Each data source is checked for data consistency by merging multiple entries per patient. Next, a strategy is developed to link patient records across data sources. If possible, numeric identifiers like the patient identifier are used. Depending on the data source, other identifiers or patients’ demographic data are used as fallback. Since the treatment results of new cases will become part of the systems medicine base dataset, it is necessary to automate the data integration process. For this, we establish transformation jobs with an open source process management tool.

The data pool is currently being examined and several approaches for the defining of disease models are investigated. As more patients are treated, more data become available for the data pool, either by new patients or by follow up data for existing patients. These data are loaded by our data integration pipeline into the pool. These data also affect the models: with more data they can be refined to represent the properties of the disease in a better way.
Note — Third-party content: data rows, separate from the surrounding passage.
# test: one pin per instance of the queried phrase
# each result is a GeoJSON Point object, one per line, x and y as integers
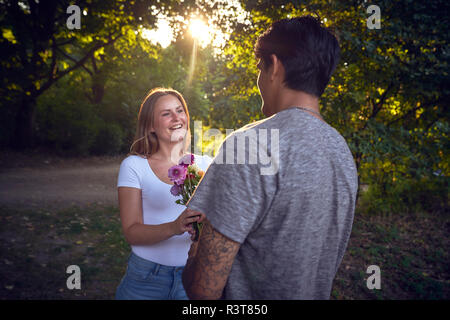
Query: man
{"type": "Point", "coordinates": [280, 235]}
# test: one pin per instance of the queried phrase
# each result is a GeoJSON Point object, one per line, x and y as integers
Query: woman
{"type": "Point", "coordinates": [152, 222]}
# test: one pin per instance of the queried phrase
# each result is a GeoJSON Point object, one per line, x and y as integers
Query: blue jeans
{"type": "Point", "coordinates": [146, 280]}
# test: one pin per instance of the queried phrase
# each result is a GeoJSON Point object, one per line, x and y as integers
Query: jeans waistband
{"type": "Point", "coordinates": [156, 267]}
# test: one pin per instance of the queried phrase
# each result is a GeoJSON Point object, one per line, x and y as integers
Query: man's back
{"type": "Point", "coordinates": [293, 225]}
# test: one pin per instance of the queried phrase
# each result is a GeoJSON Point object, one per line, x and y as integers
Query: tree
{"type": "Point", "coordinates": [38, 50]}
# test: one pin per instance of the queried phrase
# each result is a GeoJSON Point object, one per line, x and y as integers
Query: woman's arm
{"type": "Point", "coordinates": [136, 233]}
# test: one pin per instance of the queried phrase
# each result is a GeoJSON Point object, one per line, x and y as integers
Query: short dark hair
{"type": "Point", "coordinates": [308, 51]}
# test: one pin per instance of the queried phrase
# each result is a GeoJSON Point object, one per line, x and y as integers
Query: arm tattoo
{"type": "Point", "coordinates": [208, 271]}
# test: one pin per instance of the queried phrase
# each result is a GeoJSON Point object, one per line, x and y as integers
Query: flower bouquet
{"type": "Point", "coordinates": [185, 177]}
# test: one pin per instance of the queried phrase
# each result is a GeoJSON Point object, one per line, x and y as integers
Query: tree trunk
{"type": "Point", "coordinates": [23, 137]}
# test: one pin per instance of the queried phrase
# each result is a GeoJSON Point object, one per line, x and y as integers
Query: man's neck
{"type": "Point", "coordinates": [291, 98]}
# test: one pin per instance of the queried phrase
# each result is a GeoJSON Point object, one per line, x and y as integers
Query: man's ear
{"type": "Point", "coordinates": [277, 67]}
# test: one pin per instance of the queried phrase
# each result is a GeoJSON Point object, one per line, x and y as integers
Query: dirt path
{"type": "Point", "coordinates": [48, 182]}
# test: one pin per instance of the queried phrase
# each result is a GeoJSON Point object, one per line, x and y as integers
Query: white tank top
{"type": "Point", "coordinates": [158, 206]}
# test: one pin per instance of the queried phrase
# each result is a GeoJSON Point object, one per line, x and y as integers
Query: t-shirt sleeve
{"type": "Point", "coordinates": [203, 161]}
{"type": "Point", "coordinates": [234, 197]}
{"type": "Point", "coordinates": [129, 174]}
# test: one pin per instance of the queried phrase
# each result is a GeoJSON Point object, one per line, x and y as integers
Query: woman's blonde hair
{"type": "Point", "coordinates": [145, 142]}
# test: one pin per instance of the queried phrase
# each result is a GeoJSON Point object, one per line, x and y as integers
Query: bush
{"type": "Point", "coordinates": [429, 194]}
{"type": "Point", "coordinates": [109, 140]}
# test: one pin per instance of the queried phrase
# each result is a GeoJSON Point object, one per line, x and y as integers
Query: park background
{"type": "Point", "coordinates": [69, 101]}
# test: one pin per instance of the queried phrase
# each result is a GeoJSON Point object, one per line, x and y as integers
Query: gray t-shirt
{"type": "Point", "coordinates": [292, 215]}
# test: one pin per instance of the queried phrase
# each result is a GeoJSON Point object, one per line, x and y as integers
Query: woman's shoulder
{"type": "Point", "coordinates": [133, 160]}
{"type": "Point", "coordinates": [203, 161]}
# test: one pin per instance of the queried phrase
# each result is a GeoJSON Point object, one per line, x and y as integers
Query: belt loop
{"type": "Point", "coordinates": [156, 270]}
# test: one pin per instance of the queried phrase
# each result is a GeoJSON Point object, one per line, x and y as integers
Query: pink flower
{"type": "Point", "coordinates": [175, 190]}
{"type": "Point", "coordinates": [187, 160]}
{"type": "Point", "coordinates": [177, 174]}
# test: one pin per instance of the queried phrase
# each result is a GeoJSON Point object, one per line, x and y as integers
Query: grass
{"type": "Point", "coordinates": [411, 251]}
{"type": "Point", "coordinates": [37, 246]}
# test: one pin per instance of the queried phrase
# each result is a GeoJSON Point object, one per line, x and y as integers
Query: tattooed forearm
{"type": "Point", "coordinates": [206, 274]}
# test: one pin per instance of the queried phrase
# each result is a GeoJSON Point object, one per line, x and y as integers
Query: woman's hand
{"type": "Point", "coordinates": [184, 222]}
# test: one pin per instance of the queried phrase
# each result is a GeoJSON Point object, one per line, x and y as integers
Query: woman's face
{"type": "Point", "coordinates": [170, 119]}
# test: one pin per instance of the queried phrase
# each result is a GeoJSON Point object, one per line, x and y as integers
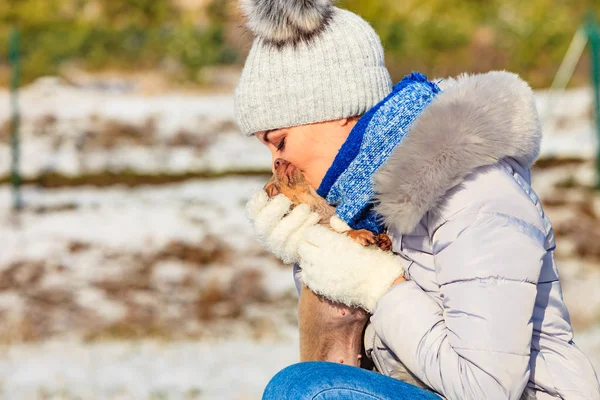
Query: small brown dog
{"type": "Point", "coordinates": [328, 331]}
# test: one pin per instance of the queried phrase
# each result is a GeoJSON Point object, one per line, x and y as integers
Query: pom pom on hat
{"type": "Point", "coordinates": [283, 22]}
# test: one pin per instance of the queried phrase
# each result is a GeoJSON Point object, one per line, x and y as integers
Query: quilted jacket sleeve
{"type": "Point", "coordinates": [477, 345]}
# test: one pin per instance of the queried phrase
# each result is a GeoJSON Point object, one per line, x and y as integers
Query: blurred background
{"type": "Point", "coordinates": [127, 268]}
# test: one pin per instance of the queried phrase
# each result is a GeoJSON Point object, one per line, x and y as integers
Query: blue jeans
{"type": "Point", "coordinates": [331, 381]}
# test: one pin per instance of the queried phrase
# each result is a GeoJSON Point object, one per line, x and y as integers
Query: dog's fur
{"type": "Point", "coordinates": [328, 331]}
{"type": "Point", "coordinates": [287, 22]}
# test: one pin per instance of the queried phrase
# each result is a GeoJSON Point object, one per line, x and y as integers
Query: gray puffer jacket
{"type": "Point", "coordinates": [482, 314]}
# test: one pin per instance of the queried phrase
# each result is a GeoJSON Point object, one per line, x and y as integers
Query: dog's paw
{"type": "Point", "coordinates": [384, 242]}
{"type": "Point", "coordinates": [363, 237]}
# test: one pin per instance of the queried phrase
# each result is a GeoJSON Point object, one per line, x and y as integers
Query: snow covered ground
{"type": "Point", "coordinates": [72, 131]}
{"type": "Point", "coordinates": [160, 292]}
{"type": "Point", "coordinates": [128, 370]}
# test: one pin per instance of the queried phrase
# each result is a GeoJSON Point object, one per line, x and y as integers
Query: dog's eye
{"type": "Point", "coordinates": [272, 190]}
{"type": "Point", "coordinates": [281, 144]}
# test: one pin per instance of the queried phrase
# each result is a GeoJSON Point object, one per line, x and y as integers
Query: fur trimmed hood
{"type": "Point", "coordinates": [476, 121]}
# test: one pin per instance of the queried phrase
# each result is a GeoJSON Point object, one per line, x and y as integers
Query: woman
{"type": "Point", "coordinates": [478, 312]}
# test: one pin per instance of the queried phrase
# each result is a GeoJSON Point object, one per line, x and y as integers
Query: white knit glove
{"type": "Point", "coordinates": [336, 267]}
{"type": "Point", "coordinates": [277, 228]}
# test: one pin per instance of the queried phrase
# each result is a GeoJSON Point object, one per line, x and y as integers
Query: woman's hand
{"type": "Point", "coordinates": [278, 227]}
{"type": "Point", "coordinates": [336, 267]}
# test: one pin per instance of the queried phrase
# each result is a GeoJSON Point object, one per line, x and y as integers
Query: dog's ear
{"type": "Point", "coordinates": [272, 189]}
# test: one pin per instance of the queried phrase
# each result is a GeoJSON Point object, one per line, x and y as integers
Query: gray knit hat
{"type": "Point", "coordinates": [310, 62]}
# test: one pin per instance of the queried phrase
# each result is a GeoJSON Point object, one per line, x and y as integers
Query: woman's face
{"type": "Point", "coordinates": [311, 148]}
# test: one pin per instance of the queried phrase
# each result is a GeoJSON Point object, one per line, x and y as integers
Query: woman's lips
{"type": "Point", "coordinates": [287, 170]}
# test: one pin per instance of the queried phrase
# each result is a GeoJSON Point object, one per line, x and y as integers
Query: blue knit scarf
{"type": "Point", "coordinates": [347, 184]}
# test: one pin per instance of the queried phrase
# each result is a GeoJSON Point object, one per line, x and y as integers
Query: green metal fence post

Discussion: Using the multiple myeloma as a reference disease, we show how existing heterogeneous data collections can be prepared for systems medicine. For a comprehensive view on the disease as well as individual patients, it is necessary to consider phenotypic as well as genotypic data. The latter provide additional challenges, since they provide a high number of variables making analysis complex. Also, data volumes are high and computational analysis pipelines tend to run very long.

While there are similarities to the extract-transform-load (ETL) processes know from data integration for data warehouses, the requirements for the data in systems medicine are different [5]. In data warehouses, the aim is typically to identify one or more sub-cohorts of the patient collective for studies. In systems medicine, however, it is necessary to draw conclusions for each individual patient on the basis of prior experience which is documented within the data pool.

Based on this data, we develop a prototype IT system to bring systems medicine into clinical practice. The system contains disease specific models that are designed to represent historic treatment outcomes of the corresponding institution as well as new developments in the description of the disease. We are planning to implement a process leading to a model which is adequately designed, parameterized and validated to represent the reference disease. Data on the treatment of new patients can be added to the data pool, allowing for cyclic improvement of models and parameters.

While our system is loaded with data and models specific for multiple myeloma, it is our intention to provide software that can be adapted to other diseases as well. In this case, a disease specific data pool and models have to be created. Thus, the architecture of the system can become a blueprint for a systems medicine component for clinical routine care.

CLIOMMICS is funded by the German Federal Ministry of Education and Research (BMBF) by grant 01ZX1309A.


References

1.
Wolkenhauer O, Auffray C, Jaster R, Steinhoff G, Dammann O. The road from systems biology to systems medicine. Pediatr Res. 2013;73(4 Pt 2):502–7.
2.
Younesi E, Hofmann-Apitius M. From integrative disease modeling to predictive, preventive, personalized and participatory (P4) medicine. EPMA J. 2013;4(1):23.
3.
Harousseau J, Moreau P. Autologous hematopoietic stem-cell transplantation for multiple myeloma. N Engl J Med. 2009; 360(25):2645–54.
4.
Reng C, Debold P, Specker C, Pommerening K. Generische Lösungen der TMF zum Datenschutz für die Forschungsnetze in der Medizin. Berlin: Med. Wiss. Verl.-Ges; 2006. (Schriftenreihe der Telematikplattform für Medizinische Forschungsnetze; 1).
5.
Ganslandt T, Mate S, Helbing K, Sax U, Prokosch HU. Unlocking Data for Clinical Research – The German i2b2 Experience. Appl Clin Inform. 2011;2(1):116–27.